What an amazing week….
We have all had our own personal experiences and been impacted by the trip in many different ways. As a team, we’ve come from the USA and UK, with different backgrounds and aims. Yet together we’ve really made an impact in these children’s lives both through building personal relationships, helping them with their college fees, providing technology workshops to the children and contributing to the building of the new library which will impact up to 50,000 people in the Kilimanjaro area.
Between the ten of us, we’ve managed to raise a massive amount of money (Final amount TBC) for Make a Difference Now (MAD), with donations continuing to come in! These will cover library building costs, child sponsorship costs and programme fees (we all funded our personal costs such as flights). The salesforce.com Foundation donation matching scheme represents 50% of the total amount. We’ve used our volunteering time-off (VTO) provided by salesforce.com as well as donated our own time to this amazing cause.

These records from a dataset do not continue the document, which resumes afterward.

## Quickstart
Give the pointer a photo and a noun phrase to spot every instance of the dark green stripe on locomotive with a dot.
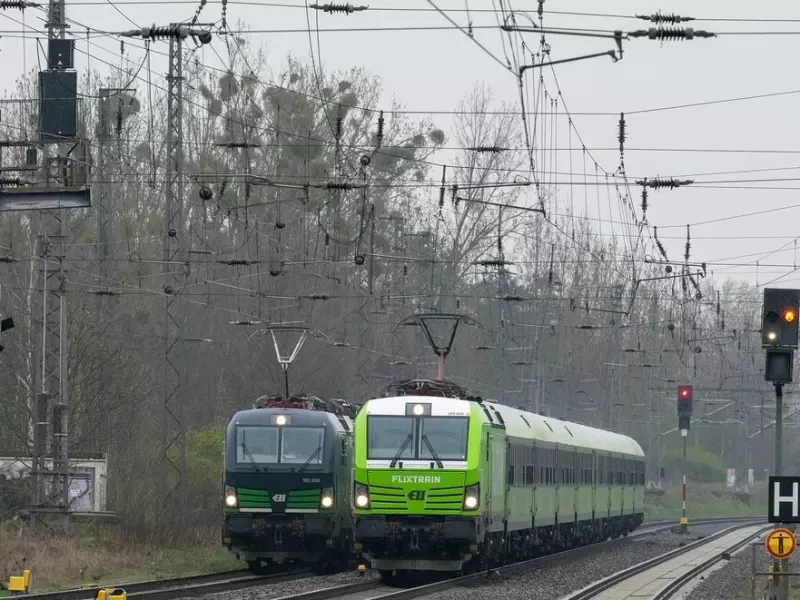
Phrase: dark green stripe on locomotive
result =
(287, 486)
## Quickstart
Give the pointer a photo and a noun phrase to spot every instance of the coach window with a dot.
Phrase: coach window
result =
(387, 435)
(256, 445)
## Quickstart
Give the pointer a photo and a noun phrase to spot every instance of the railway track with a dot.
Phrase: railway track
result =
(662, 577)
(168, 589)
(377, 591)
(165, 589)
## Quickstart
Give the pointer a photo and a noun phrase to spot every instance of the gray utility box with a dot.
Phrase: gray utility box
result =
(58, 105)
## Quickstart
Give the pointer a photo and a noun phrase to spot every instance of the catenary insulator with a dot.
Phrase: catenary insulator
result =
(670, 34)
(338, 8)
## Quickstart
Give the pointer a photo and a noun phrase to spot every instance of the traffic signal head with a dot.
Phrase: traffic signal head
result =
(779, 324)
(684, 401)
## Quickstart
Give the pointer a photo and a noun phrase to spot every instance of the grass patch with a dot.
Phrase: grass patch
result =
(702, 501)
(106, 555)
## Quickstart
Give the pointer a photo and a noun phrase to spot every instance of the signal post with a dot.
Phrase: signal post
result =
(684, 423)
(779, 337)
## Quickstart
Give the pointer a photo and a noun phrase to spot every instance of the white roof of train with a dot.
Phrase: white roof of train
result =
(558, 432)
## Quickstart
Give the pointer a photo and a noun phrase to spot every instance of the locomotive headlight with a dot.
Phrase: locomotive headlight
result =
(362, 496)
(230, 497)
(472, 497)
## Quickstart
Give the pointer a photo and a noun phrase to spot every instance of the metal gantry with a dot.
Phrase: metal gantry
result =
(174, 475)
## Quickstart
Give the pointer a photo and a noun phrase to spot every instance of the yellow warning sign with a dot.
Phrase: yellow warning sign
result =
(781, 543)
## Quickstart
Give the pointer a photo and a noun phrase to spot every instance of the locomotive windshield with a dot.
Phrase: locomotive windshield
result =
(279, 445)
(421, 438)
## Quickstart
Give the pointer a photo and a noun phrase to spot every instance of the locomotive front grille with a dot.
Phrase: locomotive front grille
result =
(448, 499)
(249, 498)
(387, 498)
(303, 499)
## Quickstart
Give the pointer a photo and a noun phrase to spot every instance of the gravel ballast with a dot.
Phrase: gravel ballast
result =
(541, 583)
(732, 581)
(270, 591)
(557, 580)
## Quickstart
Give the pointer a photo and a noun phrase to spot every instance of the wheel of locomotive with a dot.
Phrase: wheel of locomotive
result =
(258, 568)
(387, 576)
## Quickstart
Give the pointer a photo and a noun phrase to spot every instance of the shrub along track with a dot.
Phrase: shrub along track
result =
(185, 587)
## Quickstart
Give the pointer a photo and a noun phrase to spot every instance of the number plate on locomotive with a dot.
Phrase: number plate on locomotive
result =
(259, 525)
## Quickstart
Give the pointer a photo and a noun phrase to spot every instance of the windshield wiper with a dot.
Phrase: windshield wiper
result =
(247, 453)
(399, 452)
(432, 451)
(309, 459)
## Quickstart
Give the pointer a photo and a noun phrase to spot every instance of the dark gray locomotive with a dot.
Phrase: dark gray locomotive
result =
(287, 484)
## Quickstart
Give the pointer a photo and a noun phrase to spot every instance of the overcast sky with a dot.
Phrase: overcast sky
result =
(434, 69)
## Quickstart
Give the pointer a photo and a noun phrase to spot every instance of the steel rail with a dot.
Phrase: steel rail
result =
(441, 586)
(596, 588)
(166, 589)
(680, 582)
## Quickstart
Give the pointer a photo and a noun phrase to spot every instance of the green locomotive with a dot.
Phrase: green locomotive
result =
(287, 483)
(443, 482)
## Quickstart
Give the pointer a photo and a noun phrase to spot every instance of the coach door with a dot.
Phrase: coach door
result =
(496, 466)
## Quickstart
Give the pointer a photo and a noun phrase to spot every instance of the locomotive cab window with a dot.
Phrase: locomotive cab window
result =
(417, 438)
(446, 436)
(257, 445)
(302, 444)
(390, 437)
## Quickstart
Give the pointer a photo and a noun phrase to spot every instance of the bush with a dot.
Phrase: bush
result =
(204, 454)
(14, 496)
(701, 465)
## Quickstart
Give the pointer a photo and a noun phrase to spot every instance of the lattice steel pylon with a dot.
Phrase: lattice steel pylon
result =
(50, 490)
(177, 267)
(174, 475)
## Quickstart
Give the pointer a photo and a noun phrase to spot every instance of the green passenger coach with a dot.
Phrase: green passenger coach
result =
(447, 483)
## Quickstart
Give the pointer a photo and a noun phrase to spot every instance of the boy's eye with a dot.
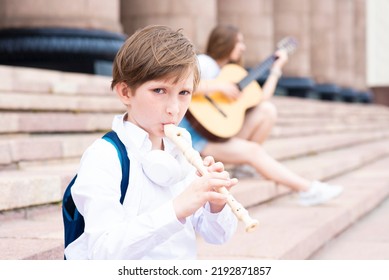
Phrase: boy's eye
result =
(159, 90)
(184, 92)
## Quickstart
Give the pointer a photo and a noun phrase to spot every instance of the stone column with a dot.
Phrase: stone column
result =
(196, 18)
(345, 49)
(323, 49)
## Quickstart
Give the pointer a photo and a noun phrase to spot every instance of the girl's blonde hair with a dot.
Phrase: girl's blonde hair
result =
(152, 53)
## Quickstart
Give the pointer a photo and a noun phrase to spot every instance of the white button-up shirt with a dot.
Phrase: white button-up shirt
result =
(145, 226)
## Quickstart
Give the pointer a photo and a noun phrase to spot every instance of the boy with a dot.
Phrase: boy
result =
(154, 74)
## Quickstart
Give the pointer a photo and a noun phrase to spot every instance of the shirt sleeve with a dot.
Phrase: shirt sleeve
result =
(215, 228)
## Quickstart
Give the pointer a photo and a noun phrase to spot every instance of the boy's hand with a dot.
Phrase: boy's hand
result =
(203, 189)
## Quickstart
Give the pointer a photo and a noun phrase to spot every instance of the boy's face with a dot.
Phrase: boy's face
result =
(159, 102)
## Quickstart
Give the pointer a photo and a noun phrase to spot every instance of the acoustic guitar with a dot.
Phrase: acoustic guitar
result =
(219, 118)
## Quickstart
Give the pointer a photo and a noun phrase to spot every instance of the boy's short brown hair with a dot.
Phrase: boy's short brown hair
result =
(154, 52)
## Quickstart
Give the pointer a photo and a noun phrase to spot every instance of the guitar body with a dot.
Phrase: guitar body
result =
(211, 123)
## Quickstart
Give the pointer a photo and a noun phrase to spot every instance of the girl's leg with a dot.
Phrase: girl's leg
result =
(240, 151)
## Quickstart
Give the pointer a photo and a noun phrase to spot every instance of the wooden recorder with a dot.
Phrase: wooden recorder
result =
(173, 133)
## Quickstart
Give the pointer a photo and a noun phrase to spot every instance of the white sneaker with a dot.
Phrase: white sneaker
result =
(319, 193)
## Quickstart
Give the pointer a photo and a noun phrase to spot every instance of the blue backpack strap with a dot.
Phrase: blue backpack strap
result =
(113, 138)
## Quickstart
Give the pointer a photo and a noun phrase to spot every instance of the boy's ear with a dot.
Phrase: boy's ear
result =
(124, 92)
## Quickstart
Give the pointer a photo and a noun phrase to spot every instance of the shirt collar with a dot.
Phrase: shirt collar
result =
(133, 136)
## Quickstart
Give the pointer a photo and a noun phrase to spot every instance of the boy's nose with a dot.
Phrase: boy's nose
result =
(173, 107)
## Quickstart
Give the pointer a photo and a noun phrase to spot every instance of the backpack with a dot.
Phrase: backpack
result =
(74, 223)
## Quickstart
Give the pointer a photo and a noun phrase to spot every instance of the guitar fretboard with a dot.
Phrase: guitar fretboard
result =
(257, 72)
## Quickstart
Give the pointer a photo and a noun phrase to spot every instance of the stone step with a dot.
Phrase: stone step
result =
(18, 148)
(24, 79)
(289, 231)
(324, 166)
(367, 239)
(286, 230)
(44, 184)
(54, 122)
(16, 101)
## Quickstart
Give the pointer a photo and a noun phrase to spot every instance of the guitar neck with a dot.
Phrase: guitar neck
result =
(257, 72)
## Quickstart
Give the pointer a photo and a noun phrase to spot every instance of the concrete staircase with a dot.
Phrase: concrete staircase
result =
(48, 118)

We are all grateful for the opportunity to help the children in Tanzania, which has been made possible both by some great individuals as well as the ‘Salesforce Foundation’. When salesforce.com started in 1999, Marc Benioff (CEO and Co-Founder) used his personal resources to launch the salesforce.com Foundation. At that time, Benioff had a simple, but powerful, vision for the Foundation—donate 1% of salesforce.com equity, 1% of his employees’ time, and 1% of his product to improving communities around the world. You can find out more about the salesforce.com Foundation scheme here – http://www.salesforcefoundation.org/about
In case you haven’t had the chance to check-out what Make a Difference Now (MAD) do, they are focused on helping vulnerable children rise out of poverty and become leaders within their own countries (they run schemes in Tanzania and India). Tanzania’s economy is among the bottom 10 percent of the world with a very young life expectancy rate. 75% of the children whom attend primary government school don’t go on to secondary school. They are taught in Swahili but their entrance exams for secondary school are in English. In order to make sure that more children graduate from primary to secondary school, MAD sends children to schools which teach English so that they may pass their exams and continue on to secondary school. You can find out more about MAD here – http://www.gomadnow.org/dream/whoweare.php
We will be running another corporate programme at salesforce.com with MAD for our employees, during 13th to 27th May 2014. We hope to coach the next group of employees so that they can maximise their experience and the impact on the children here at MAD. Whether or not you are a salesforce.com employee, you can also help in other ways such as through the sponsorship of a child.